Le foto dei ragazzi yemeniti uccisi in piazza Karama.
Teniamo d'occhio la serata degli Oscar, il 2 marzo. Tra divi, lustrini e kolossal potrebbe spuntare un piccolo ma storico evento: il primo Oscar a un film dello Yemen. In lizza tra i cortometraggi, infatti, c'è anche Karama has no walls, girato dalla regista Sara Ishaq.
Karama vuol dire "dignità" ed era il nome della piazza in cui i giovani yemeniti si riunivano per contestare il regime del dittatore Ali Abdullah Saleh, presidente (prima del Nord e poi dell'intero Paese riunificato) dal 1978 al 2012. Un giorno, per impedire le proteste, Saleh fece costruire un muro che bloccava l'ingresso alla piazza. E il 18 marzo 2011, dopo la preghiera del venerdì, le sue guardiecominciarono a sparare sui giovani che si erano ugualmente riuniti davanti al muro.

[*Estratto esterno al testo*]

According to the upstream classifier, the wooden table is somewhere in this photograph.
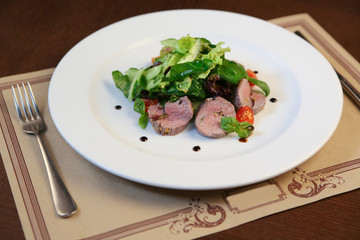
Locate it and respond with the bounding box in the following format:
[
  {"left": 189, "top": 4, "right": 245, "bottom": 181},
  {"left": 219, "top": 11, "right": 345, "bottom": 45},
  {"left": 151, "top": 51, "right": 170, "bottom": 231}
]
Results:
[{"left": 0, "top": 0, "right": 360, "bottom": 240}]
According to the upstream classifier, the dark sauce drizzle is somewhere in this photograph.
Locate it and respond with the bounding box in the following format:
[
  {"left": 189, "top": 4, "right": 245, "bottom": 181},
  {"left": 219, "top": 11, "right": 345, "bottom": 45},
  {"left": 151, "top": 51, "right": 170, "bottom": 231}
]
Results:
[
  {"left": 239, "top": 138, "right": 247, "bottom": 142},
  {"left": 140, "top": 136, "right": 148, "bottom": 142},
  {"left": 270, "top": 98, "right": 277, "bottom": 103},
  {"left": 193, "top": 146, "right": 201, "bottom": 152}
]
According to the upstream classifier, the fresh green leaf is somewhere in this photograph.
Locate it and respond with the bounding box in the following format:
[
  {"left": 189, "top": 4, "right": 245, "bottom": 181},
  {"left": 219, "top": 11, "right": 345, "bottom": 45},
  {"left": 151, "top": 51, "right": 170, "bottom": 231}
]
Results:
[
  {"left": 247, "top": 77, "right": 270, "bottom": 97},
  {"left": 138, "top": 113, "right": 149, "bottom": 129},
  {"left": 220, "top": 117, "right": 238, "bottom": 133},
  {"left": 134, "top": 98, "right": 145, "bottom": 114},
  {"left": 215, "top": 59, "right": 248, "bottom": 84},
  {"left": 177, "top": 35, "right": 196, "bottom": 53},
  {"left": 179, "top": 39, "right": 201, "bottom": 63},
  {"left": 112, "top": 70, "right": 131, "bottom": 97},
  {"left": 169, "top": 59, "right": 213, "bottom": 81},
  {"left": 187, "top": 79, "right": 206, "bottom": 99},
  {"left": 235, "top": 122, "right": 254, "bottom": 138},
  {"left": 175, "top": 77, "right": 192, "bottom": 93},
  {"left": 220, "top": 117, "right": 254, "bottom": 138},
  {"left": 127, "top": 68, "right": 145, "bottom": 101}
]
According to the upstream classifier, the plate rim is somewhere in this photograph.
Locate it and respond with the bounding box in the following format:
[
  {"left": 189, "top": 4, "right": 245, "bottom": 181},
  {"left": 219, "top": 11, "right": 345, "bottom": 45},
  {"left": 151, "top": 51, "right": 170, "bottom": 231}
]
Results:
[{"left": 48, "top": 9, "right": 343, "bottom": 190}]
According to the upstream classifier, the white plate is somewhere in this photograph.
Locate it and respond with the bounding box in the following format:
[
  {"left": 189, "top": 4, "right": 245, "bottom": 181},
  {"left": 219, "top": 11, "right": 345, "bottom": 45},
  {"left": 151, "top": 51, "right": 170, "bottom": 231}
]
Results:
[{"left": 49, "top": 10, "right": 343, "bottom": 190}]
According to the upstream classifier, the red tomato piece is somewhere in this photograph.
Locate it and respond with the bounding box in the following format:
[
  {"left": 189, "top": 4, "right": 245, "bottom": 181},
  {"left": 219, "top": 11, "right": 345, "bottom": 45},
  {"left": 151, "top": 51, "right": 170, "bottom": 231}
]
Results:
[{"left": 236, "top": 106, "right": 254, "bottom": 124}]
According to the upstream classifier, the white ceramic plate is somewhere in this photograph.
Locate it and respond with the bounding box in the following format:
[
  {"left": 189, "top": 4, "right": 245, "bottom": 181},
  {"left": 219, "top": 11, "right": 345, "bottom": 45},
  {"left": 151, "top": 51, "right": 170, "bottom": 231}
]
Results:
[{"left": 49, "top": 10, "right": 343, "bottom": 190}]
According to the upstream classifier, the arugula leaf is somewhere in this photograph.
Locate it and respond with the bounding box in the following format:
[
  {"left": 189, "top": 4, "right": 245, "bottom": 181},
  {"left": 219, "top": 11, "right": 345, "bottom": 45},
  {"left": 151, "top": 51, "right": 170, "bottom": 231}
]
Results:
[
  {"left": 215, "top": 59, "right": 248, "bottom": 84},
  {"left": 138, "top": 113, "right": 149, "bottom": 129},
  {"left": 134, "top": 98, "right": 145, "bottom": 114},
  {"left": 169, "top": 59, "right": 213, "bottom": 81},
  {"left": 220, "top": 117, "right": 238, "bottom": 133},
  {"left": 112, "top": 70, "right": 131, "bottom": 97},
  {"left": 220, "top": 117, "right": 254, "bottom": 138},
  {"left": 247, "top": 76, "right": 270, "bottom": 97}
]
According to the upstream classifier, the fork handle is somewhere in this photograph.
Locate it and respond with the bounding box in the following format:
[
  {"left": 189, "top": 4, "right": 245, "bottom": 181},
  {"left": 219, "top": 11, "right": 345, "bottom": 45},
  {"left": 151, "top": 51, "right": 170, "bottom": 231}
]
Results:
[{"left": 35, "top": 134, "right": 77, "bottom": 217}]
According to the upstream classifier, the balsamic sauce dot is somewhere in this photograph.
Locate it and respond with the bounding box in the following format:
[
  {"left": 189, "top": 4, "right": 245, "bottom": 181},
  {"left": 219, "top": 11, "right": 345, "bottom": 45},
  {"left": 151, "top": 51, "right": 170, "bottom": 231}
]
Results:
[
  {"left": 270, "top": 98, "right": 277, "bottom": 103},
  {"left": 239, "top": 138, "right": 247, "bottom": 142},
  {"left": 140, "top": 136, "right": 148, "bottom": 142},
  {"left": 193, "top": 146, "right": 201, "bottom": 152}
]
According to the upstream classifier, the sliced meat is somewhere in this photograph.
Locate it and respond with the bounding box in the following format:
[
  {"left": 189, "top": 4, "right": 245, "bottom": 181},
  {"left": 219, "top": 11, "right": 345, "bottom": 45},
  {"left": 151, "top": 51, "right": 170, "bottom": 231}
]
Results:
[
  {"left": 234, "top": 78, "right": 253, "bottom": 110},
  {"left": 195, "top": 97, "right": 236, "bottom": 138},
  {"left": 251, "top": 92, "right": 266, "bottom": 114},
  {"left": 148, "top": 97, "right": 193, "bottom": 136}
]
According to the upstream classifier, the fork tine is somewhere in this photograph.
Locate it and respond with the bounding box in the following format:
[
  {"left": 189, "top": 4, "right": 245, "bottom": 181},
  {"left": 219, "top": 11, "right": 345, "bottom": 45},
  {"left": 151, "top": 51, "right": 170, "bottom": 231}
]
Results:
[
  {"left": 16, "top": 84, "right": 30, "bottom": 120},
  {"left": 22, "top": 83, "right": 35, "bottom": 120},
  {"left": 27, "top": 82, "right": 40, "bottom": 116},
  {"left": 11, "top": 86, "right": 25, "bottom": 121}
]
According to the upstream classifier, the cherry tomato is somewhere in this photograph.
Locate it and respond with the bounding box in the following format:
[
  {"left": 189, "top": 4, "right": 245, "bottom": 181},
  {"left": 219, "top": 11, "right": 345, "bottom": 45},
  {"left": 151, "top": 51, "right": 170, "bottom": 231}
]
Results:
[
  {"left": 236, "top": 106, "right": 254, "bottom": 124},
  {"left": 246, "top": 69, "right": 257, "bottom": 87}
]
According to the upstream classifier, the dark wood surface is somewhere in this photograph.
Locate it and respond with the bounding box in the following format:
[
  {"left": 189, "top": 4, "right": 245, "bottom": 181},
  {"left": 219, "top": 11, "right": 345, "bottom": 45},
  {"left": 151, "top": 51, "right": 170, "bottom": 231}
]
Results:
[{"left": 0, "top": 0, "right": 360, "bottom": 240}]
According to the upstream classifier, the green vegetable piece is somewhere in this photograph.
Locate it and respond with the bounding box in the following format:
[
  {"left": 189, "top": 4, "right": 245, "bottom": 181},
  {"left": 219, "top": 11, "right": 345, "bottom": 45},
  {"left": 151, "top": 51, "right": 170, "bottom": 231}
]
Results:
[
  {"left": 177, "top": 34, "right": 197, "bottom": 54},
  {"left": 138, "top": 113, "right": 149, "bottom": 129},
  {"left": 169, "top": 59, "right": 213, "bottom": 81},
  {"left": 247, "top": 77, "right": 270, "bottom": 97},
  {"left": 175, "top": 77, "right": 192, "bottom": 93},
  {"left": 216, "top": 59, "right": 248, "bottom": 84},
  {"left": 127, "top": 68, "right": 145, "bottom": 101},
  {"left": 235, "top": 122, "right": 254, "bottom": 138},
  {"left": 220, "top": 117, "right": 239, "bottom": 133},
  {"left": 112, "top": 70, "right": 131, "bottom": 97},
  {"left": 134, "top": 98, "right": 145, "bottom": 114},
  {"left": 178, "top": 39, "right": 201, "bottom": 63},
  {"left": 220, "top": 117, "right": 254, "bottom": 138}
]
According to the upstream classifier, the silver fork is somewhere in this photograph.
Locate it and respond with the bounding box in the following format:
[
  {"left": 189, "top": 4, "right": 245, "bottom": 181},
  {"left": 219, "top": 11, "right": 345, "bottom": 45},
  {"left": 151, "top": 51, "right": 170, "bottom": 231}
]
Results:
[{"left": 11, "top": 83, "right": 77, "bottom": 217}]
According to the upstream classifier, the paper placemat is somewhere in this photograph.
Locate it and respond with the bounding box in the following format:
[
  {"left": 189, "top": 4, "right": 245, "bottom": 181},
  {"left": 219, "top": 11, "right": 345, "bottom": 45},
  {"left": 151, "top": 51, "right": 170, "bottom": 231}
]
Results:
[{"left": 0, "top": 14, "right": 360, "bottom": 240}]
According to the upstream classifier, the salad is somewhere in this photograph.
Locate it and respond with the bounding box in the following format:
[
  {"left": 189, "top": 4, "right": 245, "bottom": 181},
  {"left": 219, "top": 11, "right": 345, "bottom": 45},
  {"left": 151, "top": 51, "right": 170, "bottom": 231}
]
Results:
[{"left": 112, "top": 35, "right": 270, "bottom": 138}]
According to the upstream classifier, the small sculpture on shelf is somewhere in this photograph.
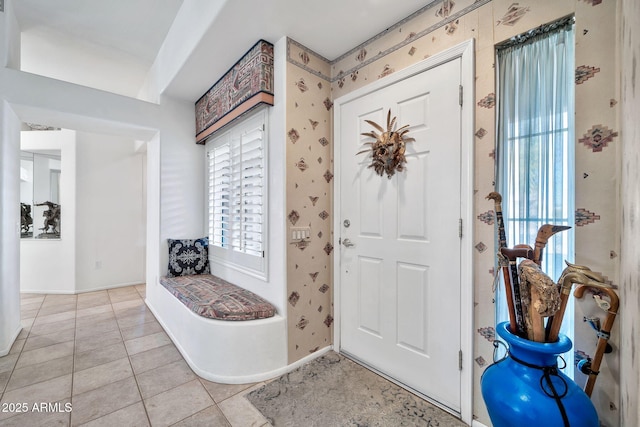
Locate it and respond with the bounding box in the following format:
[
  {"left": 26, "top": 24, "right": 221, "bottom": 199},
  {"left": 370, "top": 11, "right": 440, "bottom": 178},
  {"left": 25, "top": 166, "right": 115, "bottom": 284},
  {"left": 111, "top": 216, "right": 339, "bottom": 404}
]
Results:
[
  {"left": 20, "top": 202, "right": 33, "bottom": 237},
  {"left": 35, "top": 201, "right": 60, "bottom": 239}
]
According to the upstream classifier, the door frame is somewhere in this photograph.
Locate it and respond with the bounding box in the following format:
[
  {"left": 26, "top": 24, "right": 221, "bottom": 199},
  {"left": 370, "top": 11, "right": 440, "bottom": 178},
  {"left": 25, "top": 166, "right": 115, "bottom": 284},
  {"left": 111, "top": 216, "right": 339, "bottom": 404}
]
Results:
[{"left": 333, "top": 39, "right": 475, "bottom": 425}]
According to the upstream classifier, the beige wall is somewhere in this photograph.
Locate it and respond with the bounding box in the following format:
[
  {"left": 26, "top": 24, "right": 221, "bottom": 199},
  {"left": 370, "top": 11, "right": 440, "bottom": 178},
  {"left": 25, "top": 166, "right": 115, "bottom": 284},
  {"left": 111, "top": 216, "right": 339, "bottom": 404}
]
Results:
[
  {"left": 619, "top": 0, "right": 640, "bottom": 426},
  {"left": 287, "top": 0, "right": 624, "bottom": 426},
  {"left": 286, "top": 48, "right": 333, "bottom": 363}
]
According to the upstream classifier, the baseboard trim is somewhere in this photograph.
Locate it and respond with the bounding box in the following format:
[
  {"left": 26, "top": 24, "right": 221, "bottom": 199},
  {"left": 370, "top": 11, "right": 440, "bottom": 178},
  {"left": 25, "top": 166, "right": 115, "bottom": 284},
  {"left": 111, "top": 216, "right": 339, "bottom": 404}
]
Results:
[{"left": 20, "top": 282, "right": 145, "bottom": 295}]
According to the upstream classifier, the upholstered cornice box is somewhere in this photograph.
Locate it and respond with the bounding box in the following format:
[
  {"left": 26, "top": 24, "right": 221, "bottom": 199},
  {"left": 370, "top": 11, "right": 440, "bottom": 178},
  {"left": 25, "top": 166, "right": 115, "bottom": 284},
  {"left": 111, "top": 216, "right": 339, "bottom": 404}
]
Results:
[{"left": 196, "top": 40, "right": 273, "bottom": 144}]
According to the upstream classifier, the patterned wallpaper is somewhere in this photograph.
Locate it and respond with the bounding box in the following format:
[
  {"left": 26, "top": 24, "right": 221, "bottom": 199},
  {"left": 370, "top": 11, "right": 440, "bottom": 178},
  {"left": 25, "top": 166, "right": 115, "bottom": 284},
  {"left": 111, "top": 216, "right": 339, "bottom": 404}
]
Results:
[
  {"left": 618, "top": 0, "right": 640, "bottom": 426},
  {"left": 286, "top": 49, "right": 333, "bottom": 363},
  {"left": 287, "top": 0, "right": 620, "bottom": 426}
]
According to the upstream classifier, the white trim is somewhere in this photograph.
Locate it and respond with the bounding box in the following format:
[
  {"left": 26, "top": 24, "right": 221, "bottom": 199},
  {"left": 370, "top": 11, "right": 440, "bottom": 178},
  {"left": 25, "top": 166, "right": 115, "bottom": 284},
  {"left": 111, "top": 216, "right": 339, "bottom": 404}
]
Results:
[
  {"left": 333, "top": 39, "right": 475, "bottom": 424},
  {"left": 20, "top": 282, "right": 146, "bottom": 295},
  {"left": 145, "top": 283, "right": 287, "bottom": 384}
]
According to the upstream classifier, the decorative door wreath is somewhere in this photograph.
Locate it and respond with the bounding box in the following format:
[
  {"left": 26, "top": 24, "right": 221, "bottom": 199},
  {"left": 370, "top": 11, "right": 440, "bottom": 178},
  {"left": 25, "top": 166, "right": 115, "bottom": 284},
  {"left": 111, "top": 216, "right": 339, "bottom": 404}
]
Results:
[{"left": 356, "top": 110, "right": 415, "bottom": 179}]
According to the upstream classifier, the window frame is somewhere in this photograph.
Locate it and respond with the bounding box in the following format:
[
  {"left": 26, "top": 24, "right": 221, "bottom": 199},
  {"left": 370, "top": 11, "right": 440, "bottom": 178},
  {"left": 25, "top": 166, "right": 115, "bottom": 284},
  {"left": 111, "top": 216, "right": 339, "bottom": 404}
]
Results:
[{"left": 204, "top": 107, "right": 269, "bottom": 280}]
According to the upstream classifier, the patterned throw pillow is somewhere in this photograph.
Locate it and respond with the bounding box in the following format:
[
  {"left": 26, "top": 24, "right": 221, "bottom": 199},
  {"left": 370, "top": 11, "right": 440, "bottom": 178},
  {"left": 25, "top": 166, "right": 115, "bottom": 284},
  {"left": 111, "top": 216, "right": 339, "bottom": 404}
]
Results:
[{"left": 167, "top": 237, "right": 211, "bottom": 277}]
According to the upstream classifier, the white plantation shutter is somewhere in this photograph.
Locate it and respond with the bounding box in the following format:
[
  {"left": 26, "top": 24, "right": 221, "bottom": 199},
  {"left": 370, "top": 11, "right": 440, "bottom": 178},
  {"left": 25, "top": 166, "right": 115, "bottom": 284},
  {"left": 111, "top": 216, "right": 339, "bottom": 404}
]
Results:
[{"left": 207, "top": 108, "right": 266, "bottom": 270}]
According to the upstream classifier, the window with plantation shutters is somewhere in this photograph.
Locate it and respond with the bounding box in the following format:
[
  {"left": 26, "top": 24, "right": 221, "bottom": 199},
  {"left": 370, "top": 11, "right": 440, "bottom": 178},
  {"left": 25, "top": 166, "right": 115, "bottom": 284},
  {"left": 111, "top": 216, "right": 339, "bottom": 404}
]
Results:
[{"left": 206, "top": 111, "right": 266, "bottom": 271}]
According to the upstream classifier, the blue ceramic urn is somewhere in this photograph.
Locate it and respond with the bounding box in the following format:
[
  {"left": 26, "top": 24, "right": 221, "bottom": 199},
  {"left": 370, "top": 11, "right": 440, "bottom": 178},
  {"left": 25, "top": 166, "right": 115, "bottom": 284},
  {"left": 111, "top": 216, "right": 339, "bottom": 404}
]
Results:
[{"left": 481, "top": 322, "right": 600, "bottom": 427}]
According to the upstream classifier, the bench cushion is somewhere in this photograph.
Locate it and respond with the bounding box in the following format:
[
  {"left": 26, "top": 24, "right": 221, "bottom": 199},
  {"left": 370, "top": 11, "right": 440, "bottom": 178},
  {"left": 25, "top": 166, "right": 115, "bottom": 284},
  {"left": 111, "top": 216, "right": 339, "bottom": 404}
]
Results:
[{"left": 160, "top": 274, "right": 276, "bottom": 320}]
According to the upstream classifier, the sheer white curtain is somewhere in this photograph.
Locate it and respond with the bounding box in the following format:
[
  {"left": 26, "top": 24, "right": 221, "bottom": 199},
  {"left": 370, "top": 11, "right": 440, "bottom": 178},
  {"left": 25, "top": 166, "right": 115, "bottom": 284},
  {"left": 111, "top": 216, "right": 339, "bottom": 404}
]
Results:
[{"left": 496, "top": 19, "right": 575, "bottom": 371}]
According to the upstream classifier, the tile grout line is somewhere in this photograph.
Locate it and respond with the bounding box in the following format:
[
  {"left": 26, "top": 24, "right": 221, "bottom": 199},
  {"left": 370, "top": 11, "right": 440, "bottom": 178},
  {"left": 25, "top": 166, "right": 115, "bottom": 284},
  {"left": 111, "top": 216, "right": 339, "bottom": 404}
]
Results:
[
  {"left": 68, "top": 295, "right": 78, "bottom": 427},
  {"left": 112, "top": 287, "right": 152, "bottom": 426}
]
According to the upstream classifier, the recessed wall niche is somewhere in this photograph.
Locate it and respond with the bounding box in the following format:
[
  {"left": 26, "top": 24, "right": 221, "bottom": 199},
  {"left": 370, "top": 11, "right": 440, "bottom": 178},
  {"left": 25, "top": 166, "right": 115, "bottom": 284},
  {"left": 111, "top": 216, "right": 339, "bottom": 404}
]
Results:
[{"left": 20, "top": 150, "right": 62, "bottom": 239}]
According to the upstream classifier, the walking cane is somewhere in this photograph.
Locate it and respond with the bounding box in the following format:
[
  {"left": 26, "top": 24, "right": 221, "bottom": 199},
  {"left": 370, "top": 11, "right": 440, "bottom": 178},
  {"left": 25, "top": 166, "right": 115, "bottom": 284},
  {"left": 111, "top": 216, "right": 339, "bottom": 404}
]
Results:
[
  {"left": 533, "top": 224, "right": 571, "bottom": 265},
  {"left": 487, "top": 191, "right": 520, "bottom": 335},
  {"left": 500, "top": 245, "right": 533, "bottom": 338},
  {"left": 573, "top": 284, "right": 619, "bottom": 397}
]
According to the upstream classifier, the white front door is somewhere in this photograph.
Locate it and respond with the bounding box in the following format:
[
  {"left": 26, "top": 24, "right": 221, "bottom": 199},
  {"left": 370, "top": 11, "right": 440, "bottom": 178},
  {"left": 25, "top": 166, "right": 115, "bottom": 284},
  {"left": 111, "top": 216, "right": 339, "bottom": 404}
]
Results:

Quel giorno, però, avvenne una cosa bellissima e folle: dopo i primi spari e i primi caduti, i giovani, invece di fuggire, si lanciarono contro il muro, incuranti delle fucilate,e e cominciarono ad abbatterlo pietra dopo pietra. Alla fine della giornata si contarono 55 morti. Ma quel sacrificio fece anche crollare il regime di Saleh, che poco dopo fu sostituito grazie a un accordo internazionale.
Ecco perché il film, che racconta quella giornata di sangue in 30 minuti, si intitola "Karama non ha muri". Da allora sono passati quasi tre anni e gli yemeniti non sono certo entusiasti del regime di Abed Rabbo Mansour Hadi, che era il vice di Saleh e che, dopo la sua caduta, è stato prima presidente ad interim e poi presidente eletto in un'elezione con un solo candidato, lui. Gli autori del massacro di piazza Karama sono tuttora impuniti: Hadi ha creato una commissione d'inchiesta ma ha finora "dimenticato" di nominarne i membri. Anzi, Hassab Addollah, l'avvocato di un gruppo di parenti delle vittime che aveva cercato di portare in tribunale Saleh e dieci suoi collaboratori, è stato assassinato nel 2012. Ma questa è un'altra storia.